In his 1802 letter to the Danbury Baptists, Thomas Jefferson asserted that the Constitution provided a “wall of separation between church and state.” This letter was first reviewed by Jefferson's attorney general, Levi Lincoln (“Levi” to avoid confusion”). Jefferson explained to Levi that the letter “furnishes an occasion, too, which I have long wished to find, of saying why I do not proclaim fastings and thanksgivings, as my predecessors did.” In 1808 Jefferson wrote:
Fasting and prayer are religious exercises; the enjoining them an act of discipline. Every religious society has a right to determine for itself the time for these exercises, and the objects proper for them, according to their own particular tenets; and right can never be safer than in their hands, where the Constitution has deposited it.
But let us get closer to home. Robert George, if I recall correctly, is the founder of the James Madison Program in American Ideals and Institutions at Princeton University. Madison was fundamentally opposed to merging religion and government. So much so that he rejected having congressional chaplains who were paid from the public coffers.

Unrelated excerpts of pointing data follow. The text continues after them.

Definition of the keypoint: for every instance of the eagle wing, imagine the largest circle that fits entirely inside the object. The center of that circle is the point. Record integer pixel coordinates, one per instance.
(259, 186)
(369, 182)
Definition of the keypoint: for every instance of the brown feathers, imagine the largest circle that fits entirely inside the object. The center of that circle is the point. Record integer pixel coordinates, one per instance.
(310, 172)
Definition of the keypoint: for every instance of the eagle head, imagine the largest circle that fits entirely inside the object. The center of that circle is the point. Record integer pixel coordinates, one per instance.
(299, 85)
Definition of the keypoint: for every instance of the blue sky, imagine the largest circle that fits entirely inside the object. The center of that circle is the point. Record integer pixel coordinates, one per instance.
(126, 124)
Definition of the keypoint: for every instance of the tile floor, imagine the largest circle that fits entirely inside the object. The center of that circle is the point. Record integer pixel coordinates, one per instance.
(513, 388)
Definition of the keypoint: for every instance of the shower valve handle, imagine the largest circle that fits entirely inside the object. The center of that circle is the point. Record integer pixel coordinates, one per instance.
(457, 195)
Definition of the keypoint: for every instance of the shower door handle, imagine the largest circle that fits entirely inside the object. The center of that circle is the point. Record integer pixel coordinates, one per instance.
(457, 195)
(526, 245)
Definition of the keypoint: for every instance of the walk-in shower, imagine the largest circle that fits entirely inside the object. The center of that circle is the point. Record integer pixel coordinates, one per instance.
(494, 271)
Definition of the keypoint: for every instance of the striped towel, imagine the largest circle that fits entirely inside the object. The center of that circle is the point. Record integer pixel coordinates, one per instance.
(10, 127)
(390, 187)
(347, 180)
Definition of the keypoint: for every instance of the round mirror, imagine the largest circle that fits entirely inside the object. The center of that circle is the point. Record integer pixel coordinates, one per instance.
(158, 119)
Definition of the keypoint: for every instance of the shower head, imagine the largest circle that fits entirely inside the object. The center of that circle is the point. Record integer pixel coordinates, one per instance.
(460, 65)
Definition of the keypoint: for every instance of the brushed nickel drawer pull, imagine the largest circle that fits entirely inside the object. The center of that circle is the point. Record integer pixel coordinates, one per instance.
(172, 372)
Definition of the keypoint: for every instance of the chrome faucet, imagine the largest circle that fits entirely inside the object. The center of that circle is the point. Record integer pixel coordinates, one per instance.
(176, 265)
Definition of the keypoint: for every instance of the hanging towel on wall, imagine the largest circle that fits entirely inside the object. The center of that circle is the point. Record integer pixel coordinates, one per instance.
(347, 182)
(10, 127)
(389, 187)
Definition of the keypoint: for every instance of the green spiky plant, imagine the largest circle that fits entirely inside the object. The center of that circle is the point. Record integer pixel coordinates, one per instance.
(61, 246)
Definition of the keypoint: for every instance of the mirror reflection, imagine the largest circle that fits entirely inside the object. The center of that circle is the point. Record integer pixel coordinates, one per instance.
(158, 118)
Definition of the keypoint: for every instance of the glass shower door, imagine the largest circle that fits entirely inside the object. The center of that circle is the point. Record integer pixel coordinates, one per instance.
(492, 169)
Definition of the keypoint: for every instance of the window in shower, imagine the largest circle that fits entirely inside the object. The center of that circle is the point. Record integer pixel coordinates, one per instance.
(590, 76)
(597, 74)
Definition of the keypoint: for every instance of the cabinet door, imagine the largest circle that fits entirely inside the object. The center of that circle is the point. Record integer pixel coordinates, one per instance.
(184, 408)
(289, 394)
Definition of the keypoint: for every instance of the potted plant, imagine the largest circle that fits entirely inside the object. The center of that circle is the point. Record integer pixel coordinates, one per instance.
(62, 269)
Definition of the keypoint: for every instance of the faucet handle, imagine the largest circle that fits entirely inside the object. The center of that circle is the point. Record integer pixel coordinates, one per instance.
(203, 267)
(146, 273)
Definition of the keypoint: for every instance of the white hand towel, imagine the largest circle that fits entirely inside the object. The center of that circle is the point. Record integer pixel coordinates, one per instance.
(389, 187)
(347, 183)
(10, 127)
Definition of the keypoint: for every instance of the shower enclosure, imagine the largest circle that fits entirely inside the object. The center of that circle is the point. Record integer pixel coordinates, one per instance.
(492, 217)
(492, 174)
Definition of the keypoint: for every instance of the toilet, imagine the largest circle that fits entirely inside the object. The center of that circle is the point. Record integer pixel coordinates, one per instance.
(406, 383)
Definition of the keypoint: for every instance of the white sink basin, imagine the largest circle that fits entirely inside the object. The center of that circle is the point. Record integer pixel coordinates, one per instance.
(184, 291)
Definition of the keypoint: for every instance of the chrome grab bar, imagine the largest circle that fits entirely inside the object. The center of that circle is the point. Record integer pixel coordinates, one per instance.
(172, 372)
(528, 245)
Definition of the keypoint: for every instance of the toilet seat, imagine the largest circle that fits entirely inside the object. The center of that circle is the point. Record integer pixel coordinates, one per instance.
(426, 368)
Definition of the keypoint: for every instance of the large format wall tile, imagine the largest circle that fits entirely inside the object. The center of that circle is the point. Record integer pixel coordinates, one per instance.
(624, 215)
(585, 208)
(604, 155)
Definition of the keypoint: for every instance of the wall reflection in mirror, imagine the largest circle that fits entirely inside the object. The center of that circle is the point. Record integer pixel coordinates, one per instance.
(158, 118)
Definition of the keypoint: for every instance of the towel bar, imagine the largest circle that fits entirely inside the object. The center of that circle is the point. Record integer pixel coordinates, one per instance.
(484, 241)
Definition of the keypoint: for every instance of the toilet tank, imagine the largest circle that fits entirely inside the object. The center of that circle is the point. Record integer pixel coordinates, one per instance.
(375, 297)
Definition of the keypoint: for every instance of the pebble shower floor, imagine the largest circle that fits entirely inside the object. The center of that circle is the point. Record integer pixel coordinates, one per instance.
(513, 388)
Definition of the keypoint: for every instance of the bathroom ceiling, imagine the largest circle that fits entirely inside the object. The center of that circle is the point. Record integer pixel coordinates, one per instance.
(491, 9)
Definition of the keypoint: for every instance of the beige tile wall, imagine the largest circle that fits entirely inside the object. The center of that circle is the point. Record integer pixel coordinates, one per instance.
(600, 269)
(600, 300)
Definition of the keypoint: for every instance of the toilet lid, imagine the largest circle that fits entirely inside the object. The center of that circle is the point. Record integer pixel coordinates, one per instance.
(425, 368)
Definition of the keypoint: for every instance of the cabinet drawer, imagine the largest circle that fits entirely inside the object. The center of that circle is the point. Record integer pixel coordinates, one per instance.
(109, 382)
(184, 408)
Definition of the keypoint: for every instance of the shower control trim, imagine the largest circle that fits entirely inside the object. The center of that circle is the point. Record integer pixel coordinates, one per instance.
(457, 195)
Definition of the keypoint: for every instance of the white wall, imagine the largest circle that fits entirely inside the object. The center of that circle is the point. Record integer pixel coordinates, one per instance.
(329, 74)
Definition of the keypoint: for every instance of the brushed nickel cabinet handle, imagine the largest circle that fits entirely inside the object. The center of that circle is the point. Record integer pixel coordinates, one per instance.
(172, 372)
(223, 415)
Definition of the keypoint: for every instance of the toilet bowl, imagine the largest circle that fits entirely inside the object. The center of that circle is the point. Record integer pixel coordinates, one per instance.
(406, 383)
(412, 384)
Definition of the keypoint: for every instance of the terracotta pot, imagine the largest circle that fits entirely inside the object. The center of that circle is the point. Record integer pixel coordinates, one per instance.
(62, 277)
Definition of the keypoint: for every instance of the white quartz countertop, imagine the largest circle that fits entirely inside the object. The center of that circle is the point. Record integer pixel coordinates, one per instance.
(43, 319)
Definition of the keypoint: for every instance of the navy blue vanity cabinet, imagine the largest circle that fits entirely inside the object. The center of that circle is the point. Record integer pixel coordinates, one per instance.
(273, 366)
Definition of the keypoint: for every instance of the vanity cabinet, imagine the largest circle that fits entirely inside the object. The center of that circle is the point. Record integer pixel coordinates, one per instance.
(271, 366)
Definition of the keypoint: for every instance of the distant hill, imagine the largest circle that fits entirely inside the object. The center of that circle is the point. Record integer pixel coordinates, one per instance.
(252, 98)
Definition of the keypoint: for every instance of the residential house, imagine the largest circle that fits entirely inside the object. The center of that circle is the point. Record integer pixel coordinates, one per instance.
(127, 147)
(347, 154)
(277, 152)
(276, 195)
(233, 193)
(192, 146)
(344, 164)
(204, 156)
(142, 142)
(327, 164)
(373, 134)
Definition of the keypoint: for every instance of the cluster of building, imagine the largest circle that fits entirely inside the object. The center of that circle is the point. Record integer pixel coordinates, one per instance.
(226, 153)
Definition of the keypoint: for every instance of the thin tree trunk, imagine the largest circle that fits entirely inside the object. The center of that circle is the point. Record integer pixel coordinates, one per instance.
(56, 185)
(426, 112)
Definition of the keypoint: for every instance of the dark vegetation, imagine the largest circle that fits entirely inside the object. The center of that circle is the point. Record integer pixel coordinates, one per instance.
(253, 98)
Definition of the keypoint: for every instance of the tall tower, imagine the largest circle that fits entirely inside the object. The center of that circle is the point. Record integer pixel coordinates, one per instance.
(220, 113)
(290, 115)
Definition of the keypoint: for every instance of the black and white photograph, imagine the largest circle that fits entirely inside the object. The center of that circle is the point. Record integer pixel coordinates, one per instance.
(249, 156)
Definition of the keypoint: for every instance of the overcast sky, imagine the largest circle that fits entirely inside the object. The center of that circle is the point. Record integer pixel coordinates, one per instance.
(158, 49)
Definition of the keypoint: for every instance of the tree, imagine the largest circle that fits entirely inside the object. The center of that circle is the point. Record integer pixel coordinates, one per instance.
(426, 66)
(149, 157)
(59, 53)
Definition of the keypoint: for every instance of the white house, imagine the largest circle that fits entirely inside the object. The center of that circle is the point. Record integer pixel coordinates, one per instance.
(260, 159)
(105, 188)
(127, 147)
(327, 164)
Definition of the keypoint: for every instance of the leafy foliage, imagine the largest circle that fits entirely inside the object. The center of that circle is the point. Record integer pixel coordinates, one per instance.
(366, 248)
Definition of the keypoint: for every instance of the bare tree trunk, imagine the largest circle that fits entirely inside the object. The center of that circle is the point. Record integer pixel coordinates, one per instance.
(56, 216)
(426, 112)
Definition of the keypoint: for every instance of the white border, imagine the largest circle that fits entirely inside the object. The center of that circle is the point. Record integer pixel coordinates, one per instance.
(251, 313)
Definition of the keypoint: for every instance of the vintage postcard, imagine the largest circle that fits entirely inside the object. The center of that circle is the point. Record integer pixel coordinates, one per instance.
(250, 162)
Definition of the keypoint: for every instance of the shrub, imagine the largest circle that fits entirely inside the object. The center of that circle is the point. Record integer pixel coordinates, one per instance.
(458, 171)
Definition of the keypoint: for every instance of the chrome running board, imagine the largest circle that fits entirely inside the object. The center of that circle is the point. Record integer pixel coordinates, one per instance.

More to the point, Madison yielded to congressional pressure in 1812 and proclaimed a national day of prayer and fasting. However, Madison regretted doing so and he subsequently denigrated his own decision in the “Detached Memoranda.” Madison explained why religious proclamations are inconsistent with (may I say?) American ideals:
Altho' recommendations only, they imply a religious agency, making no part of the trust delegated to political rulers.

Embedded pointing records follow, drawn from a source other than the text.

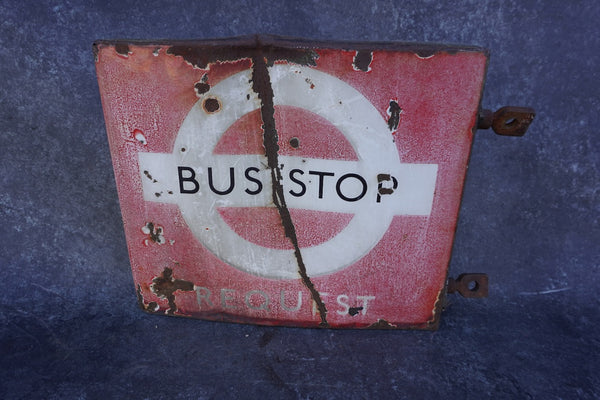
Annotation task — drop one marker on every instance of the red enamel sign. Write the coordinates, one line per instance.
(290, 183)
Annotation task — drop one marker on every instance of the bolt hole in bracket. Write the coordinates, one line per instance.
(507, 121)
(469, 285)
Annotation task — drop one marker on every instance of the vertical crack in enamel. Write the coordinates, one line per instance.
(261, 84)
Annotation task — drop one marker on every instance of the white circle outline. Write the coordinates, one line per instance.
(320, 93)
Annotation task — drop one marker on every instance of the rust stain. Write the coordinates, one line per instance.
(150, 307)
(394, 112)
(362, 60)
(165, 286)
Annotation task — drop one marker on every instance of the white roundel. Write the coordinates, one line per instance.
(340, 104)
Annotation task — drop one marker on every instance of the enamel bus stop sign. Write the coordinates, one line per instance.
(282, 182)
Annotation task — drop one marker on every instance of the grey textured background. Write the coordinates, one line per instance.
(69, 323)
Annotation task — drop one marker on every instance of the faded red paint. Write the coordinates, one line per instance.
(399, 281)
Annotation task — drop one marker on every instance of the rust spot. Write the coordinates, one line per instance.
(394, 112)
(151, 307)
(122, 49)
(201, 88)
(201, 55)
(382, 324)
(165, 286)
(362, 60)
(155, 233)
(211, 105)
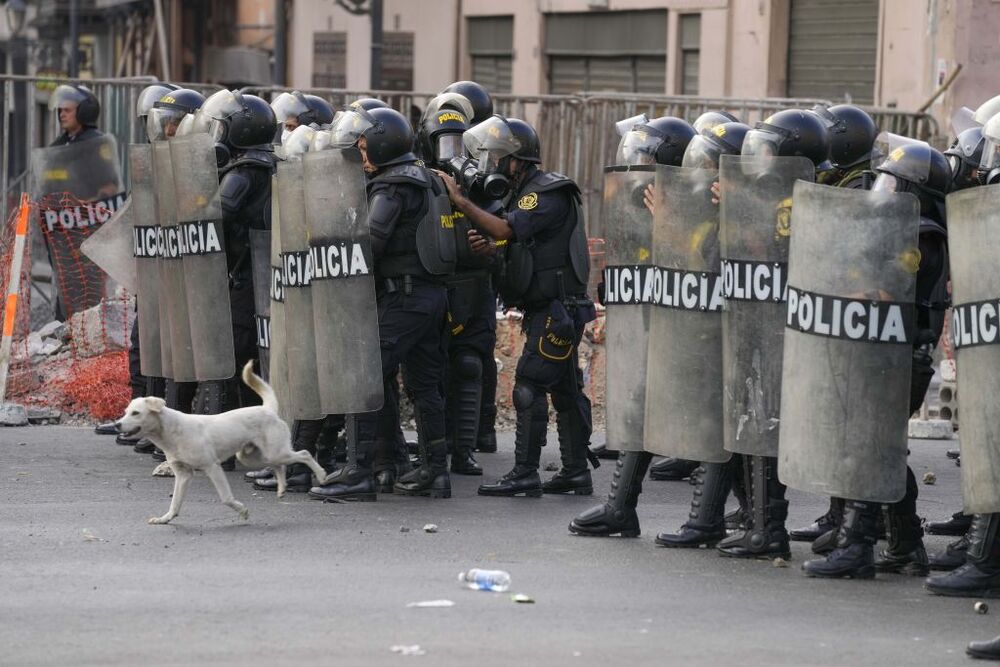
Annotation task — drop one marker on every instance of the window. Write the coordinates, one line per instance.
(616, 52)
(690, 52)
(397, 61)
(329, 60)
(491, 50)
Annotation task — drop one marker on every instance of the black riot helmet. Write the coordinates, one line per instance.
(710, 119)
(707, 147)
(149, 96)
(852, 134)
(439, 134)
(241, 121)
(914, 166)
(790, 133)
(660, 141)
(88, 109)
(169, 111)
(964, 157)
(303, 109)
(478, 96)
(388, 136)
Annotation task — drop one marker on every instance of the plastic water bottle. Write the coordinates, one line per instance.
(497, 581)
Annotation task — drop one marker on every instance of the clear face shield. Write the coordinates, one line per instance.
(701, 153)
(349, 126)
(490, 142)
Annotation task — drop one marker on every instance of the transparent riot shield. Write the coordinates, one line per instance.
(260, 255)
(277, 357)
(300, 342)
(203, 251)
(684, 367)
(849, 324)
(974, 244)
(173, 285)
(349, 361)
(77, 188)
(754, 227)
(628, 226)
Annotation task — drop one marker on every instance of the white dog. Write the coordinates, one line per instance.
(256, 435)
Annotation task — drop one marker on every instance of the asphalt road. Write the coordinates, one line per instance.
(84, 579)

The objections to them are 1. that Govts ought not to interpose in relation to those subject to their authority but in cases where they can do it with effect. An advisory Govt is a contradiction in terms. 2. The members of a Govt as such can in no sense, be regarded as possessing an advisory trust from their Constituents in their religious capacities. They cannot form an ecclesiastical Assembly, Convocation, Council, or Synod, and as such issue decrees or injunctions addressed to the faith or the Consciences of the people. In their individual capacities, as distinct from their official station, they might unite in recommendations of any sort whatever, in the same manner as any other individuals might do. But then their recommendations ought to express the true character from which they emanate. 3. They seem to imply and certainly nourish the erronious idea of a national religion. The idea just as it related to the Jewish nation under a theocracy, having been improperly adopted by so many nations which have embraced Xnity, is too apt to lurk in the bosoms even of Americans, who in general are aware of the distinction between religious & political societies. The idea also of a union of all to form one nation under one Govt in acts of devotion to the God of all is an imposing idea.
Furthermore, we have not sufficiently challenged the ubiquitous “public square” argument. The problem is not the in the public square which is where citizens freely walk and exchange ideas. The problem is the corrupting effect of religion on public policy. The purpose of religion is to provide a path to an afterlife if one follows the rules. Religion is about the hereafter which many of us do not believe to exist. Public policy should not reflect ideas about what might please or piss off someone's god depending upon their arbitrary rules.

Madison also wrote the First Amendment. The Establishment Clause is in there for a reason. No one is keeping Robby out of public discussion of religion. So when he warns warns that the belief that religion should be excluded from any role in the public square has become the “normal” and “accepted” — correctly substituting “public policy” for “public square” — that's pretty much what the framers of our Constitution had in mind all along. So exactly what is Robert George complaining about?

George's idea of religious freedom means the imposition of the teachings of the Catholic Church by force of law; No abortion, no contraception and no gay marriage and that's just for starters. Ironically our founders' intent was to specifically protect Jews and Catholics by not imposing Protestant ideology.  We are most fortunate that George has largely failed. That doesn't deter him from pushing the envelope. Those folks are relentless.